2007 was a “halcyon period” for private equity, according to a new study by Ernst & Young. PE exit returns, fundraising and deal volume all broke records during the year, though the latter six months were strongly affected by the global credit crunch.

E&Y’s sample of 100 PE companies outperformed public company benchmarks.

E&Y PE-Owned Businesses

By smaller margins, PE businesses also increased their productivity.

Some of the Study’s key findings:

  • 2007 exits grew company value by 24%, double that of public companies
  • Deals in the 500 - 1 billion dollar range were the most successful.
  • Germany was the year’s most successful geographic location: PE exit value growth outstripped public EV growth by 20 points.
  • technology and telecoms were the highest growth sectors
  • when enterprise growth was 32%, PE acquisitions had the highest rate of success.
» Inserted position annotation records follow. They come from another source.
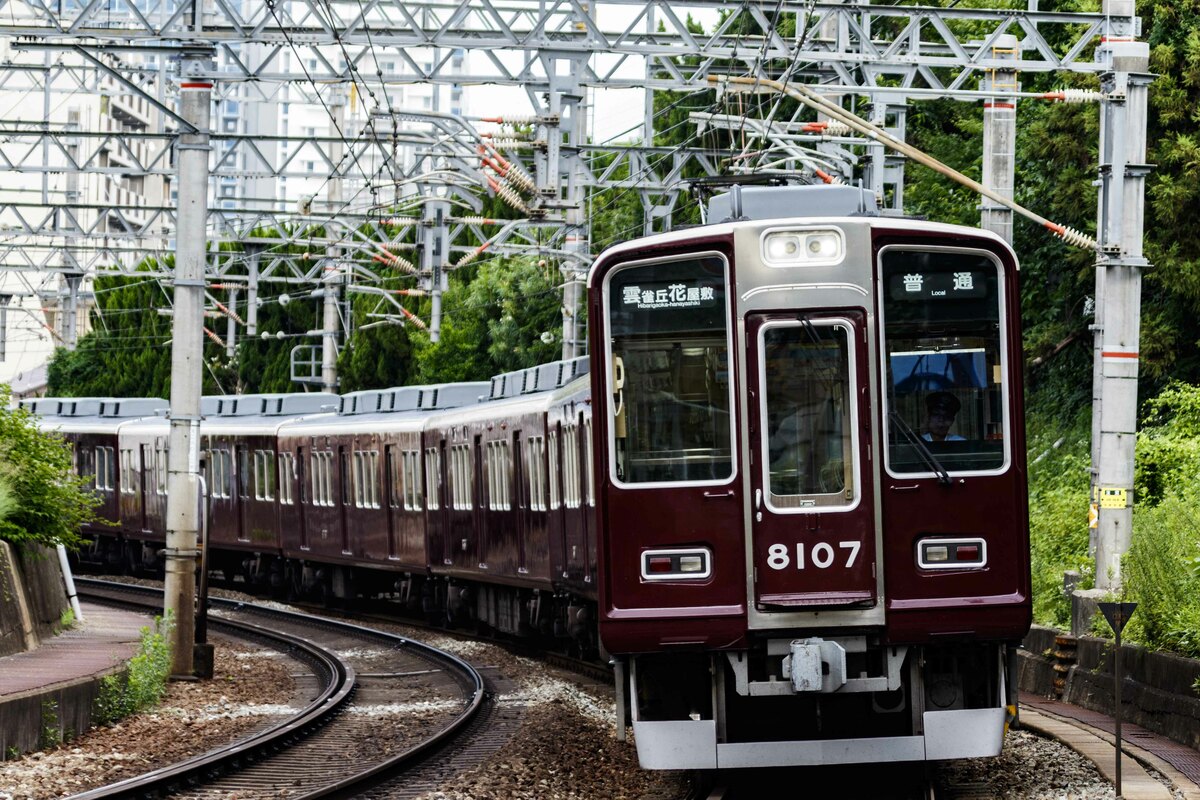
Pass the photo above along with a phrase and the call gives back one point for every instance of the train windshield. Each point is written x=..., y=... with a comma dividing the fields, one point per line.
x=943, y=349
x=670, y=372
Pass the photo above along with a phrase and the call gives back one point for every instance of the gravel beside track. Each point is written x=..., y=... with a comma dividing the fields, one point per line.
x=251, y=690
x=562, y=743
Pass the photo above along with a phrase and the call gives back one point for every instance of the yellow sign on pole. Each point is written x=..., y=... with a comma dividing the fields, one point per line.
x=1113, y=497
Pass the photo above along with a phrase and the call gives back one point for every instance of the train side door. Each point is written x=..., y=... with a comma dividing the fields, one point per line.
x=303, y=495
x=521, y=497
x=243, y=493
x=814, y=534
x=391, y=497
x=143, y=482
x=343, y=468
x=478, y=511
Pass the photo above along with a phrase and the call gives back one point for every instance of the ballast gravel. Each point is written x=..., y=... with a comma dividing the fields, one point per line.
x=565, y=747
x=251, y=689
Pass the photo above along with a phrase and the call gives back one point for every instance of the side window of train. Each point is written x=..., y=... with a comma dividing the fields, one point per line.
x=413, y=498
x=556, y=477
x=498, y=469
x=395, y=477
x=589, y=462
x=160, y=457
x=460, y=477
x=432, y=473
x=535, y=468
x=807, y=373
x=669, y=372
x=943, y=320
x=127, y=471
x=105, y=469
x=287, y=475
x=571, y=467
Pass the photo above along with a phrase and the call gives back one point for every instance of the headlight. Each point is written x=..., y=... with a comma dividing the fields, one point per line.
x=802, y=247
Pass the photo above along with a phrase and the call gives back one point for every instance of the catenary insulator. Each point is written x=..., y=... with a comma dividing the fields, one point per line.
x=828, y=127
x=833, y=180
x=511, y=120
x=472, y=256
x=1074, y=96
x=510, y=197
x=513, y=144
x=414, y=319
x=1072, y=236
x=521, y=178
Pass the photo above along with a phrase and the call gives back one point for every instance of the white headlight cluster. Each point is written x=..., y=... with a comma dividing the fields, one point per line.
x=802, y=247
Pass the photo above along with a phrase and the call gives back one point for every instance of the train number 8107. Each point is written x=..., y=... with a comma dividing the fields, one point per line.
x=822, y=555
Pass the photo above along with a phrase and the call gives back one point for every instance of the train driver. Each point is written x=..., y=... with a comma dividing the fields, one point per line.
x=941, y=408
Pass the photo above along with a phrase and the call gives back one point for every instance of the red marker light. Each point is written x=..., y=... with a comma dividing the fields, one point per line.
x=966, y=553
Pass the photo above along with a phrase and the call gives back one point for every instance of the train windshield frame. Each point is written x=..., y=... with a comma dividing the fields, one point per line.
x=669, y=364
x=945, y=361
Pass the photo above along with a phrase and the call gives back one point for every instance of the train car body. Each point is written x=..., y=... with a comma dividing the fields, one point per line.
x=247, y=480
x=355, y=521
x=798, y=563
x=94, y=428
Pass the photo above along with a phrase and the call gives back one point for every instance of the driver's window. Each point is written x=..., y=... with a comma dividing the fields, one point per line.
x=943, y=342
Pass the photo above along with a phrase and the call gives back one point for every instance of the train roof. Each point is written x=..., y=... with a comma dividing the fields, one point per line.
x=412, y=408
x=528, y=403
x=790, y=205
x=262, y=414
x=93, y=414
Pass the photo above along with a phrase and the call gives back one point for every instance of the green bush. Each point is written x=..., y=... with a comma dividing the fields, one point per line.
x=143, y=684
x=48, y=504
x=1162, y=573
x=1059, y=487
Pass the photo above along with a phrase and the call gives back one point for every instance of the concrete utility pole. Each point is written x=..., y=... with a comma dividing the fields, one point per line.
x=1119, y=268
x=333, y=278
x=1000, y=139
x=435, y=241
x=186, y=353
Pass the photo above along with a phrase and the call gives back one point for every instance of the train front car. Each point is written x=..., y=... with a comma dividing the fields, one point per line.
x=813, y=521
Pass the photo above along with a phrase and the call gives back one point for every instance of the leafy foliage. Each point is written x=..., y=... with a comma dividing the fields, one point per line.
x=1059, y=482
x=1162, y=573
x=142, y=685
x=48, y=504
x=493, y=323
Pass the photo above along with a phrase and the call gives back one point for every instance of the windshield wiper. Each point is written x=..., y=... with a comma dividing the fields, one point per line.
x=923, y=450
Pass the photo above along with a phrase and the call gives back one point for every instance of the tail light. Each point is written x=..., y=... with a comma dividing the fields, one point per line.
x=952, y=553
x=690, y=564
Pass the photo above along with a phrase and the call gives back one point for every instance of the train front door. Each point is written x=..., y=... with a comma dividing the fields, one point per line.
x=813, y=528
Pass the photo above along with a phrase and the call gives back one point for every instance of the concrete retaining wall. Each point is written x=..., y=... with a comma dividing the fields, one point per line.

The changing environment led many PE companies to become net sellers during the year, reaping significant cash windfalls.

Despite the worsening state of the economy over the year, strategies of PE-owned firms that focused on growth over core business activity had a greater average profitability. While the latter average was just 11%, the former was 17%.

Perhaps most importantly, E&Y found that the most successful PE firms shared a similar aggressive approach to building business value, reinforcing findings in other recent research on the subject.